Dom, ję­zyk – to są kon­krety. I mam wra­że­nie, że bar­dziej tego ta wojna do­ty­czy. Nie zga­dzam się z taką po­wszech­nie gło­szoną tezą, że tam Ukra­ińcy biją się za nas – bo oni się biją za sie­bie. To jest ich po­wód do dzia­ła­nia, a nie ja­kieś ogól­niki: obrona Eu­ropy i tym po­dobne. Acz­kol­wiek nie mamy się co dzi­wić, że cza­sem się po­słu­gują tą re­to­ryką, bo to jest też tra­dy­cyjny mo­tyw pol­skiej hi­sto­rio­gra­fii, my­śle­nia o sa­mych so­bie: że je­ste­śmy przed­mu­rzem i tak da­lej. Ukra­ińcy się bro­nią, biją się za sa­mych sie­bie, na­to­miast za­trzy­ma­nie Ro­sjan na tej li­nii, na któ­rej są te­raz, jest oczy­wi­ście rów­nież w na­szym in­te­re­sie. No i po­my­śla­łem so­bie, że je­śli mogę ja­koś uczy­nić coś po­ży­tecz­nego z mo­jej nie­za­słu­żo­nej po­pu­lar­no­ści, je­śli mogę ją prze­kuć na kon­kretne dzia­ła­nia – a kon­kret tych dzia­łań też się ja­koś wy­raża – to za­czą­łem zbie­rać pie­nią­dze. I już w tej chwili łącz­nie jest ja­kieś mi­lion czte­ry­sta ty­sięcy zło­tych, za które ku­puję sprzęt i go do­wożę. Dla mnie to ważne, że do­wożę go bez­po­śred­nio do żoł­nie­rzy, Ukra­ina to kraj prze­żarty ko­rup­cją, więc wolę, żeby te rze­czy do­cie­rały ode mnie pro­sto do rąk wła­snych od­bior­ców. Cała ta sy­tu­acja, w któ­rej lu­dzie chcą wpła­cać mi pie­nią­dze, opiera się na ja­kimś za­ufa­niu, rę­czę za to swoim do­brym imie­niem, czuję się oczy­wi­ście zo­bo­wią­zany wo­bec tych, któ­rzy te pie­nią­dze wpła­cają, aby rze­czy te do­star­czyć wła­śnie do rąk wła­snych. Wła­ści­wie nie chcę uży­wać tu­taj ka­te­go­rii obo­wiązku, bo to nie jest obo­wią­zek. Obo­wiązki czło­wiek ma ra­czej wo­bec wła­snego pań­stwa, tak uwa­żam, ale nie chciał­bym do końca ży­cia żyć z my­ślą, że kiedy na­le­żało coś zro­bić, ja nie zro­bi­łem nic. I to jest może na­wet ego­istyczne tak na­prawdę, na sa­mym końcu, ale tak mi się wy­daje. To jest pierw­szy po­wód, dla któ­rego to ro­bię. Drugi jest zaś taki, że wojna za­wsze była moim te­ma­tem. Z po­wo­dów ro­dzin­nych. Z tego po­wodu, że wo­jenne do­świad­cze­nie po­ko­le­nia mo­ich dziad­ków było for­ma­cyjne dla nich: i dla męż­czyzn, i dla ko­biet. Mó­wię o po­ko­le­niu lu­dzi uro­dzo­nych gdzieś w oko­li­cach roku 1920, jesz­cze jako oby­wa­teli nie­miec­kich. My­śmy byli wy­cho­wy­wani w cie­niu tej wojny. To był te­mat...

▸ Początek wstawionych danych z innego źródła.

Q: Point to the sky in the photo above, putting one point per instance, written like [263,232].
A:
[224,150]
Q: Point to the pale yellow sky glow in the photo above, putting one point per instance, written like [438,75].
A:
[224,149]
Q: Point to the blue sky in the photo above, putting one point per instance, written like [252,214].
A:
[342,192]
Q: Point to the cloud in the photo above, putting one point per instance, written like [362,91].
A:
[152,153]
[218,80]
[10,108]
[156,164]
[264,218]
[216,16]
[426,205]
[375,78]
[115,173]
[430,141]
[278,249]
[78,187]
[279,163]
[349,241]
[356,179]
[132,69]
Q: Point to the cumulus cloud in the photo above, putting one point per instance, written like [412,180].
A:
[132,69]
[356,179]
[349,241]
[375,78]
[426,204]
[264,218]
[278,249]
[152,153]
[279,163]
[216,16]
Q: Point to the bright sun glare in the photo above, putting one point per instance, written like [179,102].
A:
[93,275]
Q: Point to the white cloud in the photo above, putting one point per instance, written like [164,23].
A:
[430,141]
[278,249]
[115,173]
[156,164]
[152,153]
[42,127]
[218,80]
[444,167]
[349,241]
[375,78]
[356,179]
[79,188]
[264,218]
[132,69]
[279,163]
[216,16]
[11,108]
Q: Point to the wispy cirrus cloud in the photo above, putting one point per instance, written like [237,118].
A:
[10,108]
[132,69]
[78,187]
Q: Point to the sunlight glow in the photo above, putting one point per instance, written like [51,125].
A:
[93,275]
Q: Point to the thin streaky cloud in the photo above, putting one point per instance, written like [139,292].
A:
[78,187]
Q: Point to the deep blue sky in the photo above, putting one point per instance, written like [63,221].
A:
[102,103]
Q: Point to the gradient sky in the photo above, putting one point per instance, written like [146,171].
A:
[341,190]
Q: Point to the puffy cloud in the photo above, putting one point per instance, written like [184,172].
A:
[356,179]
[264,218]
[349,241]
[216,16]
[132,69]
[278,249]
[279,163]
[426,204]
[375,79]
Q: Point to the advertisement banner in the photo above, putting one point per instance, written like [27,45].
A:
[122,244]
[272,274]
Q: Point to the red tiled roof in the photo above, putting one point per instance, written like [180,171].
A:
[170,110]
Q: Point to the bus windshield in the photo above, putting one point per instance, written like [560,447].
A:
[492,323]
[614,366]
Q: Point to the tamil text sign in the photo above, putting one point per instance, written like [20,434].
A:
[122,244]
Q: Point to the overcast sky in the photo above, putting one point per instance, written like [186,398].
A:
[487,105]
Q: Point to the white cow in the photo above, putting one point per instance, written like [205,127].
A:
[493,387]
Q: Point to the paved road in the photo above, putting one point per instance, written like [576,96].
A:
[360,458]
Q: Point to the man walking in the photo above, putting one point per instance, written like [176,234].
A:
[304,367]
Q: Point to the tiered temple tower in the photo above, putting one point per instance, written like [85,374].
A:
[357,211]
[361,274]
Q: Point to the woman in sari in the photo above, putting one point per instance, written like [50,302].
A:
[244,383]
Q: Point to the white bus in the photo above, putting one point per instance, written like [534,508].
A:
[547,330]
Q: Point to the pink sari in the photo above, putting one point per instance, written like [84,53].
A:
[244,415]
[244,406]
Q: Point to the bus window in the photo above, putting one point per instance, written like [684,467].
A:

Prze­pra­szam, że wcho­dzę w słowo, ale to jest dla mnie też cie­kawy wą­tek po­ko­le­niowy, w in­nym aspek­cie. Mówi pan, że był pan wy­cho­wy­wany w cie­niu tej, czyli dru­giej wojny świa­to­wej, choć uro­dził się pan w roku 1979, czyli czter­dzie­ści lat po jej wy­bu­chu, a trzy­dzie­ści cztery lata po jej za­koń­cze­niu. Mam wra­że­nie, że kiedy był pan chłop­cem, to już nie byli tak po­pu­larni na­wet Ja­nek Kos i Czte­rej pan­cerni i pies czy ka­pi­tan Kloss...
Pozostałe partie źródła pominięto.